Join our community of smart investors

Is IT a no-grow zone?

THEMES FOR 2009: The information and communications technology industry is mature, but pockets of innovation still offer growth potential.
December 24, 2008

In 2003, technology guru Nicholas Carr published a paper asking the simple question: "does IT matter?" His thesis was that Information Technology will become just another business tool, so ingrained in the day-to-day running of a business that it will become almost invisible and far from the exciting growth industry it once promised to be. In essence, he implied, IT would become a utility. Like electricity, it costs business a lot of money, but doesn't bring any competitive advantage in its own right.

Certainly, much of IT's role is about simply 'keeping the lights on' – there are few white collar jobs these days that do not involve switching on the PC in the morning and firing up Lotus Notes or Microsoft Outlook. And when the server crashes, today's workers often seem at a loss as to how to remain productive, a far cry from the early days of my career when many of my friends' companies still hadn't installed email and did business over the phone.

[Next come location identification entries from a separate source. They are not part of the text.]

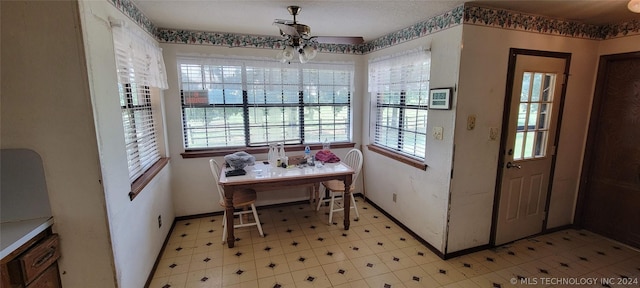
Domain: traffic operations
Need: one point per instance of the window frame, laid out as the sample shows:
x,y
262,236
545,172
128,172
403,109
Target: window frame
x,y
380,85
302,86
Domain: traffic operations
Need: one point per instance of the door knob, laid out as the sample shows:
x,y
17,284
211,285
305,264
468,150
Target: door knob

It's taken many years for Mr Carr's vision to become a reality, but most corporations have now cottoned onto the fact that they shouldn't be paying too much for this basic stuff. IT may have become utility-like, but it differs in one particularly important way – unlike traditional utilities such as gas, electricity and water is that we can get IT from anywhere, and that's had a huge deflationary effect on its cost.

IT has become an industry without borders, where a delivery centre in Bangalore can deliver a service to a company at half the price of a local equivalent. The cost of computing has plummeted year after year after year, making life very difficult for large generic IT service providers who have seen their profitability eroded and faced competition from every direction - including telecom operators moving into IT services to offset commoditisation in their own markets. Meanwhile, the economic imperative to drive those costs down further still has never been stronger as economic troubles mount.

Mr Carr's argument has been criticised as an over-simplification of the role of IT in business, and that is still possible to eke out competitive advantage through clever use of IT. The proportion of IT budgets on these utility-like areas is expected to fall to less than a quarter next year, even though the overall volume of work has significantly increased.

So, while companies selling basic IT may find life increasingly difficult, companies that sell solutions that can help their customers generate genuine business uplift will still experience strong mid-term demand. 2009 may still be a tough year, as customers rein in capital budgets, but it could also create investment opportunities as valuations hit rock bottom.